Of course she was. Any sensible person would be.
“You didn’t know about kissing until I taught you, did you?”
She could see where this was heading. She scooted to
the edge of her bench and stood up, hoping to find some escape. Mac
stepped into the path between bed and wall, blocking her way. Her gaze
fell to the satin collar of his partially open robe. She could see a
golden brown curl there. Men had hair on their chests.
What else did they have that she didn’t know about?
She looked up rather than consider that question. His broad shoulders filled her field of vision.
He smiled grimly. “I’m not any good at courtship,
Bea. I’m not much better at pretty words. I don’t know how to persuade
you, and I won’t force you. But I want a real marriage, and I think you
will, too, once you understand what that means.”
She would almost rather he forced her. Then it would
be over, and she’d know what to expect. Taking a deep breath,
regretting it the moment his glance dipped to the neckline of her robe,
she sought a sensible reply.
“I don’t think there can be a real marriage if
you’re not here most of the time. And I don’t think children ought to be
left without a father. I’m sorry if I misunderstood what you had in
mind. Please, could we not go back to the way things were? And when
you’re ready, you can sail away and forget this ever happened.”

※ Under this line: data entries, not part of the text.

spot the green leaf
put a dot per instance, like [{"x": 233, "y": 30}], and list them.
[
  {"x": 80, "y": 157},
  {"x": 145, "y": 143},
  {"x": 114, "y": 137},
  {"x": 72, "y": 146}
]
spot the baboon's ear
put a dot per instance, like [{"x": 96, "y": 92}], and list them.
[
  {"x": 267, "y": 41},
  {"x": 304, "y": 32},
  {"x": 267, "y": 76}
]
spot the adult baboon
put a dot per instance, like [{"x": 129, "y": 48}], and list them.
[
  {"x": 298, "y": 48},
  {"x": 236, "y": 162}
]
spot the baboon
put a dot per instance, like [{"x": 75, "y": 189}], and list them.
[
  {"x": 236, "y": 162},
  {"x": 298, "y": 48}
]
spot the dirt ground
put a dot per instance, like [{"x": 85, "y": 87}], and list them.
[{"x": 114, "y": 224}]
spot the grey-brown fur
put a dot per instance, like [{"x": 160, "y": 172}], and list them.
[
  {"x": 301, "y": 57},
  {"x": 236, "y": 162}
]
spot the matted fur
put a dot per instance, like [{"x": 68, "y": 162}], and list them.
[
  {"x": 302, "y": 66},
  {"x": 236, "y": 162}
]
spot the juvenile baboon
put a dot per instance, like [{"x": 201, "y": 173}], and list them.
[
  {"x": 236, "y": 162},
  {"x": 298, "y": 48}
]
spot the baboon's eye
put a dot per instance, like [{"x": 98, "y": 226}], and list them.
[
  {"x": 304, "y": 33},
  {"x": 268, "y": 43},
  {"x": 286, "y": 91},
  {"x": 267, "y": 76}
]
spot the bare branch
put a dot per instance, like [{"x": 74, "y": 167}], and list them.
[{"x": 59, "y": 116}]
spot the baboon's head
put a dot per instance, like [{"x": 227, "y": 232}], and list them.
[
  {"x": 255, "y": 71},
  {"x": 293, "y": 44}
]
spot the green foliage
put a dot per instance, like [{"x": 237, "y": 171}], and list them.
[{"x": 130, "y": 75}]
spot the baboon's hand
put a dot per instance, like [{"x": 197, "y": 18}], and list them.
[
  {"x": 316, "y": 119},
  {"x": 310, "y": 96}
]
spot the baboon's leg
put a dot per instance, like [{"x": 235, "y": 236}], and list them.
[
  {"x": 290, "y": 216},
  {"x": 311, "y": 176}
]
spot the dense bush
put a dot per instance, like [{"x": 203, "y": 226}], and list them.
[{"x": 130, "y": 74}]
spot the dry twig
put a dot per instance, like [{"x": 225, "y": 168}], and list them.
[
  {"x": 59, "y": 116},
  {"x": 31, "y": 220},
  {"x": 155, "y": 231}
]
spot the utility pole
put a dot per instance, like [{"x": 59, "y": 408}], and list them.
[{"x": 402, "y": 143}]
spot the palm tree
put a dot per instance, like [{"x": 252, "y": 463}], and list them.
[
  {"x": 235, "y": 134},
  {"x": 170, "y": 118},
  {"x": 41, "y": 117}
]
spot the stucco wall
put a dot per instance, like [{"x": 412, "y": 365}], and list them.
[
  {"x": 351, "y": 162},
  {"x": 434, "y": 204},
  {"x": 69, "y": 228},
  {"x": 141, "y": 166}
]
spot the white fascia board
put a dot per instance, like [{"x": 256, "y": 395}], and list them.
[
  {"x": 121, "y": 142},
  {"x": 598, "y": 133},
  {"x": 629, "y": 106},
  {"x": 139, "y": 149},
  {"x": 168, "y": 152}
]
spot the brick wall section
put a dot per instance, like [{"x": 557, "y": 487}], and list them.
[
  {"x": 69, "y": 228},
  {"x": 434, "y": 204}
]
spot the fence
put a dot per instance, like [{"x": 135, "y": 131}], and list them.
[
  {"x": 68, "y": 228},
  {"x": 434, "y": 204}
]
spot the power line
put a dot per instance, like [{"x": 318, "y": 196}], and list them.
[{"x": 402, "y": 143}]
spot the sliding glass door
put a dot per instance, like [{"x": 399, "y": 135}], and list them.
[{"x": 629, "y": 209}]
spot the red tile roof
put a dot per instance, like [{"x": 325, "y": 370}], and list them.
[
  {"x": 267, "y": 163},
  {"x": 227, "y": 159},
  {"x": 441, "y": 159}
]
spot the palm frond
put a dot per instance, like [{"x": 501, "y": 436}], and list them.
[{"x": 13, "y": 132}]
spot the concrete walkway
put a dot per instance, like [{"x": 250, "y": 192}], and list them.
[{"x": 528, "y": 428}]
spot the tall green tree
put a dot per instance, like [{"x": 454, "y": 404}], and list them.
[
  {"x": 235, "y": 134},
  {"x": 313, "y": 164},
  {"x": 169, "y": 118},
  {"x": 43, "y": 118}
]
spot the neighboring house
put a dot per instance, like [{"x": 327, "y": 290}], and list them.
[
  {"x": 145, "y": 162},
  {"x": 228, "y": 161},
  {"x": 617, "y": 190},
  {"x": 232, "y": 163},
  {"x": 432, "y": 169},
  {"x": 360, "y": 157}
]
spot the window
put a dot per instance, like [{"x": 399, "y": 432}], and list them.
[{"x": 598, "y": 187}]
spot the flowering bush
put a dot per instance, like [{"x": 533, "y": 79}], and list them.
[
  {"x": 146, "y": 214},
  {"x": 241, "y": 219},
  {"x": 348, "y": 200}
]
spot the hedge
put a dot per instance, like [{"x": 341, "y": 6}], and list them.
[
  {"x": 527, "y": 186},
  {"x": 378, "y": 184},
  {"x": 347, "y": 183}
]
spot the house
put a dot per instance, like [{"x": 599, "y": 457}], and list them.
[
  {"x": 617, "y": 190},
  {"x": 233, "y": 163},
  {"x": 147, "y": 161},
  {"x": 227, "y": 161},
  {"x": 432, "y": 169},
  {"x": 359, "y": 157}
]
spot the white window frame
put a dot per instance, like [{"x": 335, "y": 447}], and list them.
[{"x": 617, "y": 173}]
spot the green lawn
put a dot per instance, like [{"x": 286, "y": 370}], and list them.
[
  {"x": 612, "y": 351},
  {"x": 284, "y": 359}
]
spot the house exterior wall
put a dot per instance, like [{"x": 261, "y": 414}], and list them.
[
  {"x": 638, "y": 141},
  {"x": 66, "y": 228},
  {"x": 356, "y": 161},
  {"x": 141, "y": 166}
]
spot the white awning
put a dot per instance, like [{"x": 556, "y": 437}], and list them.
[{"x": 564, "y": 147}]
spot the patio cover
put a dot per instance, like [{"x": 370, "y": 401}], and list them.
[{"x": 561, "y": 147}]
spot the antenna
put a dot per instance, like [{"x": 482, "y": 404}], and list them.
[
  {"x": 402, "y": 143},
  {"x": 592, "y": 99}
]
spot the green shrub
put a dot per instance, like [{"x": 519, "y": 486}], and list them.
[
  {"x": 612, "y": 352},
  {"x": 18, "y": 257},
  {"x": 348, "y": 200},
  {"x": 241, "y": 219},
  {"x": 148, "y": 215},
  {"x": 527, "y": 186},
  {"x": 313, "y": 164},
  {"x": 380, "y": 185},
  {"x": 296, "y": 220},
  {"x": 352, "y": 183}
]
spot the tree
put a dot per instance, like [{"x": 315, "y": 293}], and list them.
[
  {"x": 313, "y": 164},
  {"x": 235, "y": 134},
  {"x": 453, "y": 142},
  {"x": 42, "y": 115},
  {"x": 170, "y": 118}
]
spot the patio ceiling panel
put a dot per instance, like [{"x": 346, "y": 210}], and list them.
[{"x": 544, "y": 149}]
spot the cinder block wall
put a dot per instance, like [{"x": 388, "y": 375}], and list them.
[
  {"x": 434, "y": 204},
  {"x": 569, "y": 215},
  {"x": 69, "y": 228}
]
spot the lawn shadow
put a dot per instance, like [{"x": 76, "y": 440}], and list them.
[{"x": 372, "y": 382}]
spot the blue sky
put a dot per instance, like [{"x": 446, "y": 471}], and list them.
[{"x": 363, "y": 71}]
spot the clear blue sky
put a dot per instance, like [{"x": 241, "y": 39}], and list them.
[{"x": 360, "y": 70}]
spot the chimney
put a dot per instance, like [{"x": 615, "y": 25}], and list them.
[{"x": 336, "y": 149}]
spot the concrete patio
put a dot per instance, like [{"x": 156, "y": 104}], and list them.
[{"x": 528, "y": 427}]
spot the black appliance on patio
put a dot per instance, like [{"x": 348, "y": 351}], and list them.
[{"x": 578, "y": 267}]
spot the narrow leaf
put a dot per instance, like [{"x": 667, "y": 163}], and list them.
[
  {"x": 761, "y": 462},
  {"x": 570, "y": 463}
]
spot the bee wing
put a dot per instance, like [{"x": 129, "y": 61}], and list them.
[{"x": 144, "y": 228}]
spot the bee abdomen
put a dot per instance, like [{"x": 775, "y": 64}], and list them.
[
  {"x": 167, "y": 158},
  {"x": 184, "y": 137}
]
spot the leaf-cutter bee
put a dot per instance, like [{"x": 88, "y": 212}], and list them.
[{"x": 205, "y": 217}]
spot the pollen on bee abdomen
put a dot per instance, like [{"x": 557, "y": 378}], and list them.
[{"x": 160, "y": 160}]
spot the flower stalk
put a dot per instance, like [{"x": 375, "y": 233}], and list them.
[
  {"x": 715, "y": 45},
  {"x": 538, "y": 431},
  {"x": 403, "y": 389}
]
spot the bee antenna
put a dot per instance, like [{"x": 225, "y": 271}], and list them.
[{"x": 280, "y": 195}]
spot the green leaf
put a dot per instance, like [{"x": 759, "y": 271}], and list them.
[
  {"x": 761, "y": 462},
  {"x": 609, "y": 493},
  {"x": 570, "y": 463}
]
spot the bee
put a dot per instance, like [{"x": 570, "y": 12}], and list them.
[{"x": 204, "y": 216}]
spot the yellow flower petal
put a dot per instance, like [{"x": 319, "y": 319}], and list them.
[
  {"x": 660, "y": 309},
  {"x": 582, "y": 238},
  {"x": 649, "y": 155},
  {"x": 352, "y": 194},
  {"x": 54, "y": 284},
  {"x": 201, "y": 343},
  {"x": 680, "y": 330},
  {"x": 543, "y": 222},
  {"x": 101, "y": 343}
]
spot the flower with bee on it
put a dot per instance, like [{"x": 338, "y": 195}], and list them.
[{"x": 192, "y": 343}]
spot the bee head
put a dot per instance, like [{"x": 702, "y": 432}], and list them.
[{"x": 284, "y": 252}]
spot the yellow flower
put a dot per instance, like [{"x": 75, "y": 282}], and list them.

Mac’s mouth took on a devilish curve she’d not
noticed before, and he shook his head. “Uh-uh, Bea. Now that I have you,
I don’t want any other woman. I like having a wife who fits in my arms,
and melts at my kisses, and makes funny moans in her throat when I
touch her.”
She stared at him warily, even as her insides
ignited like dry tinder at his words. She bumped into the bench as she
tried to back away when he reached for her.